The EU's Economic and Financial Affairs Council (ECOFIN) has allowed Bulgaria and 14 other EU countries to exceed their budget limits in order to boost defence spending. This will enable the countries to take on additional debt for defence purposes.
According to a press release by the EU Council quoted by the Bulgarian News Agency (BTA), this measure will facilitate the countries' transition to increased defence spending at a national level while ensuring debt sustainability.
The other countries granted a derogation alongside Bulgaria are Belgium, Croatia, the Czech Republic, Denmark, Estonia, Finland, Greece, Hungary, Latvia, Lithuania, Poland, Portugal, Slovakia and Slovenia. Germany has also applied for an exemption from the rules but still needs to submit a long-term budget plan to the European Commission for assessment.

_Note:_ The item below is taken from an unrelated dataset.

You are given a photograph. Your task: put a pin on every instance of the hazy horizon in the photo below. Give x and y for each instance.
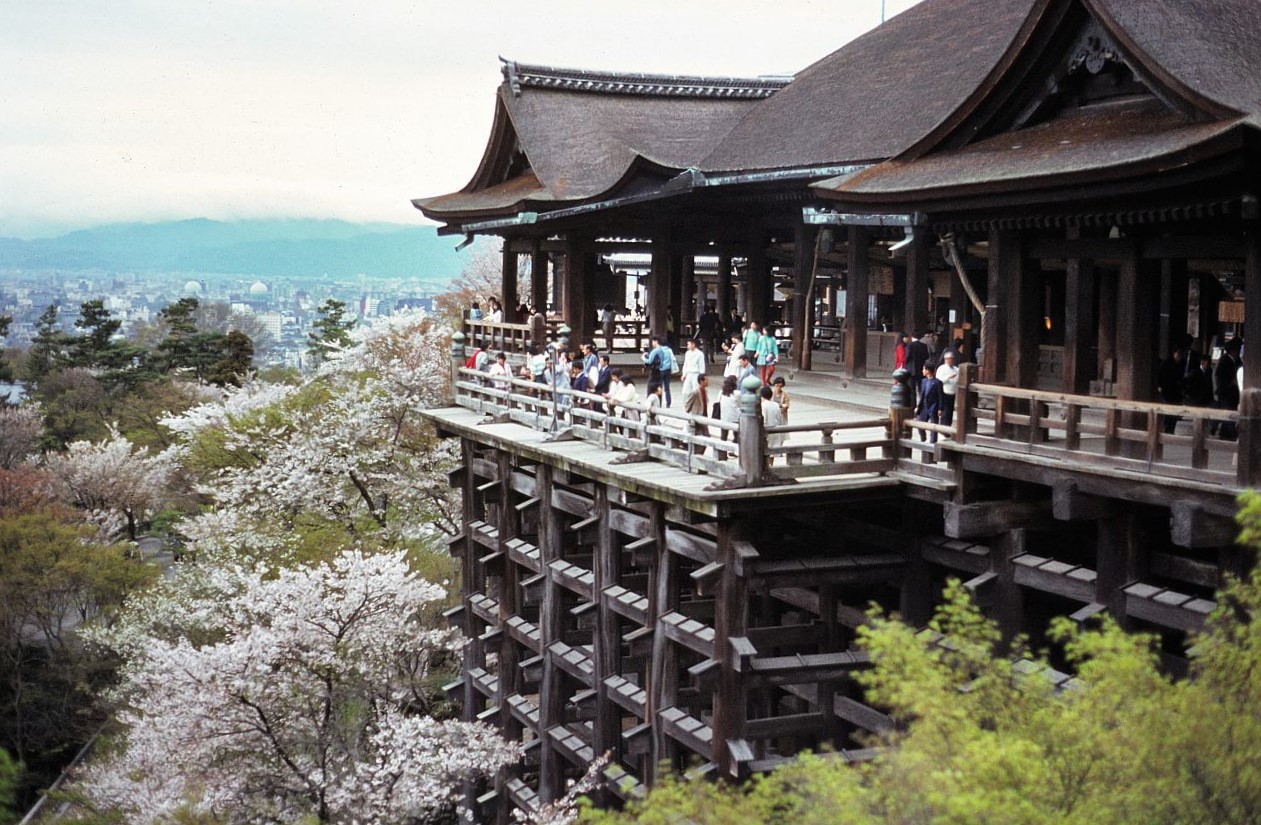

Russia's war against Ukraine and the resulting threat to European security have prompted the EU to improve its defence capabilities. The pressure to rearm has made it difficult for many of the 27 member states to invest in defence while complying with the community's spending limits, whereby they are required to keep their deficits below 3% of GDP and their debt ratio below 60%.
The new measure allows member states to increase defence spending by 1.5% of GDP each year for four years, even if this exceeds the 3% limit set out in the Stability and Growth Pact.